Hours later, Chelsie, Bethesda’s Shade, returned to Heartstriker Mountain. After securing and disarming her idiot brother, and taking a brief shower to get the ash out of her hair, she strapped two Fangs of the Heartstriker to her hips and went to report to her mother.
Bethesda was in her usual spot, lounging on her favorite piles of gold in all her feathery, rainbow-hued glory. She was staring off into the middle distance, dragging her manicured claws through the seemingly empty air in front of her as she worked the enormous custom AR interface required to run her empire. “That’s it,” she announced when Chelsie walked in. “The world’s gone mad. Do you know what I just received?”
“A declaration of war from Algonquin?” Chelsie guessed.
“You’re not still upset about that nonsense in the DFZ, are you?” Bethesda said. “I told you, it wasn’t Justin’s fault.

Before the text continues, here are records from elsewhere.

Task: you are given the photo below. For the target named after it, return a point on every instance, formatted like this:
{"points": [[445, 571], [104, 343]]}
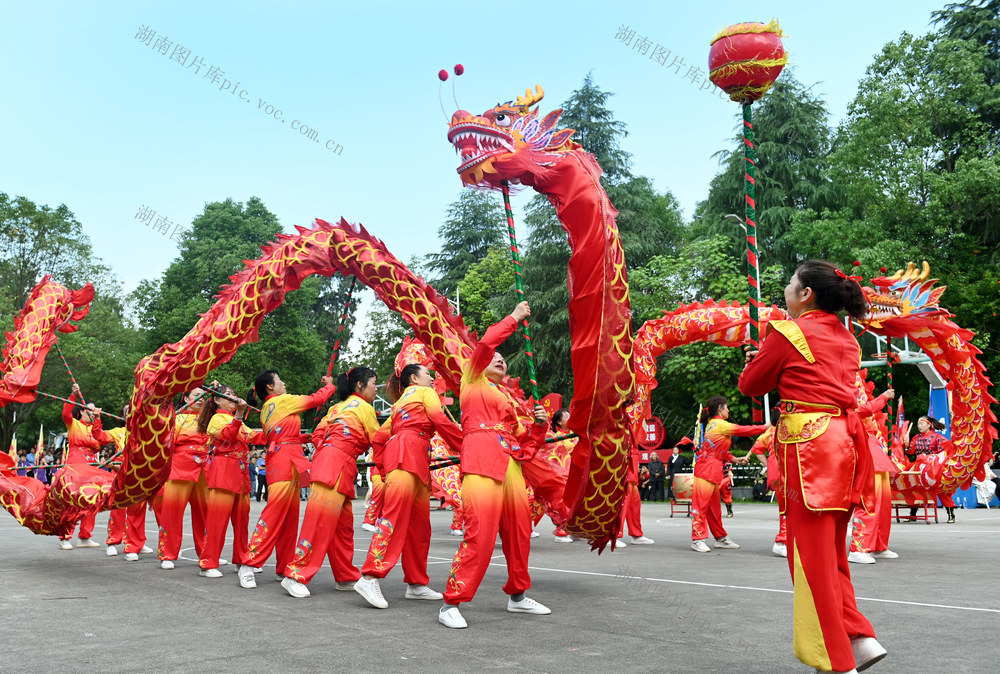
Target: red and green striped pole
{"points": [[753, 271], [340, 328], [71, 377], [519, 284]]}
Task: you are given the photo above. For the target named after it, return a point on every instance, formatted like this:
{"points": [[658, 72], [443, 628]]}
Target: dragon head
{"points": [[507, 131], [906, 293]]}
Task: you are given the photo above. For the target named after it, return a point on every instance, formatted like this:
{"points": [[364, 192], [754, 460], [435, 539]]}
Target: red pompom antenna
{"points": [[746, 59]]}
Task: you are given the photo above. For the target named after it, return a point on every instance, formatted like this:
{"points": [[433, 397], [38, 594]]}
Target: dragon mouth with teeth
{"points": [[477, 143]]}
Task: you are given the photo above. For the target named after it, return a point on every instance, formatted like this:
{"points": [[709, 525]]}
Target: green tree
{"points": [[792, 142], [39, 240], [485, 290], [475, 225]]}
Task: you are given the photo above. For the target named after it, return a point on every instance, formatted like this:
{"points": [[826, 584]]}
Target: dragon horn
{"points": [[529, 98]]}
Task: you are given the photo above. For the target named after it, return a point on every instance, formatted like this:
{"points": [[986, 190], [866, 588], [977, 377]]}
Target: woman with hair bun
{"points": [[279, 521], [404, 527], [706, 513], [826, 467], [344, 434], [229, 440], [928, 442]]}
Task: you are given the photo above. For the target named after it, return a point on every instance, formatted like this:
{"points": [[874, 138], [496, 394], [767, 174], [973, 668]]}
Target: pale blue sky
{"points": [[97, 120]]}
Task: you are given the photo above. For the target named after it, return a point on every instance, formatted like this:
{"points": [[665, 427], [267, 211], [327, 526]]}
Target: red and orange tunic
{"points": [[814, 361], [283, 432], [415, 417], [344, 434], [190, 449], [714, 450], [84, 440], [229, 448], [492, 432]]}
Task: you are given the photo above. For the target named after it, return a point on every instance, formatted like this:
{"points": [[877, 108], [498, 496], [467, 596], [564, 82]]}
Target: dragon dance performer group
{"points": [[824, 457]]}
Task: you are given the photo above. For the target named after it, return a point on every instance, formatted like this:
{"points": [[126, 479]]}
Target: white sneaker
{"points": [[527, 605], [867, 651], [295, 588], [422, 592], [246, 577], [451, 617], [860, 558], [370, 590], [700, 546]]}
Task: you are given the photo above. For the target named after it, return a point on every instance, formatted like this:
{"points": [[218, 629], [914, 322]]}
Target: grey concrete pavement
{"points": [[659, 608]]}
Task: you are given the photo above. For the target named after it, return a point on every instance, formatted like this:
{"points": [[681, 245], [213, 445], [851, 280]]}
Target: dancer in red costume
{"points": [[826, 468], [764, 450], [560, 452], [185, 484], [404, 528], [706, 513], [870, 532], [926, 444], [85, 437], [128, 524], [227, 478], [631, 508], [494, 495], [344, 434], [726, 488], [278, 524]]}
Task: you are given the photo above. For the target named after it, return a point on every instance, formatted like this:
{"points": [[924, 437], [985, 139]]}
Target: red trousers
{"points": [[225, 506], [375, 501], [870, 533], [726, 490], [630, 512], [327, 531], [87, 523], [826, 613], [492, 507], [170, 515], [782, 520], [403, 529], [278, 525], [129, 523], [706, 511]]}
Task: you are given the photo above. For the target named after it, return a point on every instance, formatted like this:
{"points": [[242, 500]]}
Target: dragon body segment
{"points": [[509, 144]]}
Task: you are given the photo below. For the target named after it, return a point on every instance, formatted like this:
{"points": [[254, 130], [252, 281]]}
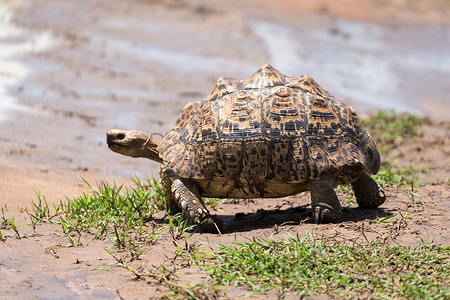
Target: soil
{"points": [[76, 69]]}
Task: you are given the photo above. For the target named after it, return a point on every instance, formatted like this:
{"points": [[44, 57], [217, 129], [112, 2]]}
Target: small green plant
{"points": [[309, 266], [124, 215]]}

He’s young—overly energetic and aggressive, you know how boys get. You shouldn’t be so hard on him.”
Chelsie let out a silent, angry breath. It was her job to be hard on them so Bethesda could be free to play the doting mother. They both knew this, but for some reason, Bethesda enjoyed pretending her role wasn’t just that: a role. But Chelsie had played this game with her mother for a long, long time, and she’d learned the hard way to keep her anger to herself. “What did you receive?”
“Hmm?” Bethesda said. “Oh, that. I got a message just now from Ian praising Julius to the rafters. Julius! You know, the runty one?”
“I know who Julius is,” Chelsie said. “What did Ian say?”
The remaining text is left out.